The Diversified Bond Fund returned 4.3% in 2019, net of fees. The bulk of the return this year can be attributed to our investment grade holdings. As discussed earlier, credit spreads across North America had performed exceptionally well in 2019, finishing the year close to cycle tights.
As opposed to 2018, we did have an allocation to government bonds throughout the year, which contributed about 85bps to the fund. As regular readers would recall, we started allocating to European sovereign bonds (France and Germany) in March. At the time, we felt that Europe would be the hardest hit from a continuing slowdown in China and a potential intensification of the trade war, making those bonds a good insurance policy. Later in the summer, as things deteriorated further between the US and China, we added 10 and 30 year US treasuries as well as 30 year Canadian government bonds, taking our government bond allocation to 28% at the end of September. Since then, trade tensions have improved and the world economy has stabilized, prompting us to reduce the fund’s duration. As of the time of writing, the only government bonds left in the diversified bond fund are German and French bonds, and duration has been reduced to 4.3 years.
For the full year 2019, the Credit Opps returned 6.3%, net of fees. Like the DBF, the Credit Opps benefited from strong performance in credit. Throughout the first half of the year, we harvested profits on high yield positions, taking the sector’s weight from 24% in December 2018 to 16% in June 2019. In the summer, we also entered credit hedges through the HYG ETF, further reducing the risk of the portfolio.
Leverage was relatively constant, oscillating around 1x for most of the year. One change we made to the overlay was reducing the term of the bonds we own, thereby reducing risk and volatility (i.e. instead of buying 5-10 year corporate bonds, the overlay was mostly composed of 3-5 year bonds).
Due to the exceptional circumstances brought about by the US/China trade war, we felt it was prudent to add US treasuries to the Credit Opps in July. We eventually exited the position in December, with a net gain to the fund of about 30bps.

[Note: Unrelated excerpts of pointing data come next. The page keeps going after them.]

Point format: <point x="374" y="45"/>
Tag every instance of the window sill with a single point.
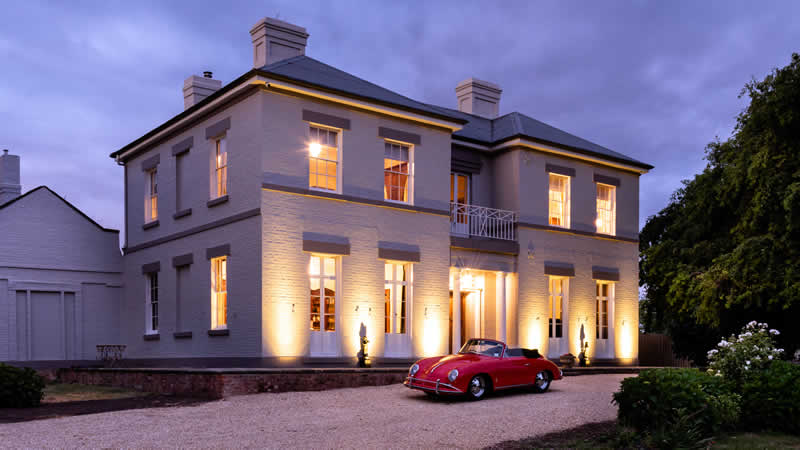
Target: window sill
<point x="182" y="213"/>
<point x="217" y="201"/>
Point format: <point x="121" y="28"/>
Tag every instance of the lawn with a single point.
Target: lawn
<point x="59" y="393"/>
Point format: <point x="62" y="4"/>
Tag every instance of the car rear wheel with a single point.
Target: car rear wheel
<point x="542" y="381"/>
<point x="477" y="387"/>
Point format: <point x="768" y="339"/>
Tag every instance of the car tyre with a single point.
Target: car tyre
<point x="542" y="382"/>
<point x="477" y="387"/>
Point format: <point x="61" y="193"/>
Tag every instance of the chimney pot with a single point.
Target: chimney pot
<point x="10" y="186"/>
<point x="196" y="88"/>
<point x="275" y="40"/>
<point x="479" y="97"/>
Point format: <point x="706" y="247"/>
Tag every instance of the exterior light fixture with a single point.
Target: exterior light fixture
<point x="314" y="149"/>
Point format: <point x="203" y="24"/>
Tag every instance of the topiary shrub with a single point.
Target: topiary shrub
<point x="772" y="400"/>
<point x="20" y="388"/>
<point x="659" y="396"/>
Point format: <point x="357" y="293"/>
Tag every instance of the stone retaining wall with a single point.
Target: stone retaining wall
<point x="215" y="383"/>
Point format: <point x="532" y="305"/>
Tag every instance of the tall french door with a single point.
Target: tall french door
<point x="558" y="330"/>
<point x="459" y="199"/>
<point x="604" y="320"/>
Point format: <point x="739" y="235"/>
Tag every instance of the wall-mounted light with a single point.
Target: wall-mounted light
<point x="314" y="149"/>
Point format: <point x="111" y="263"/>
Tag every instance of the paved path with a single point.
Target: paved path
<point x="368" y="417"/>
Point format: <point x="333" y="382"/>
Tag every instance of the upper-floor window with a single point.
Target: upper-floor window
<point x="323" y="160"/>
<point x="219" y="292"/>
<point x="559" y="201"/>
<point x="459" y="188"/>
<point x="151" y="197"/>
<point x="397" y="172"/>
<point x="606" y="209"/>
<point x="322" y="282"/>
<point x="396" y="287"/>
<point x="220" y="167"/>
<point x="151" y="309"/>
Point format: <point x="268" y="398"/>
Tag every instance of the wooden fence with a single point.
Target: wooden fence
<point x="656" y="350"/>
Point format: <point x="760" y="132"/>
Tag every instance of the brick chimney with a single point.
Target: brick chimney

Credit spreads on investment grade and high yield have moved tighter, as money continues to pour into bond funds. As we screen for securities across sectors and within ratings buckets the opportunities are few and far between. If we don’t see an economic slowdown, duration won’t be much help as interest rates, for now, don’t appear to be heading much lower. Although its early in the year, our expectation is that this will be a tricky year for bonds. With risk-reward as marginal as it is, being sensible about positioning, credit exposure and liquidity will be key. We remain confident that our conservative posture will payoff when markets become more rational.
Until next month,
The Bond Team: Mark, Etienne and Chris
1 All Ninepoint Diversified Bond Fund returns and fund details are a) based on Series F units; b) net of fees; c) annualized if period is greater than one year; d) as at December 31, 2019 1 All Ninepoint Credit Income Opportunities Fund returns and fund details are a) based on Class F units; b) net of fees; c) annualized if period is greater than one year; d) as at December 31, 2019.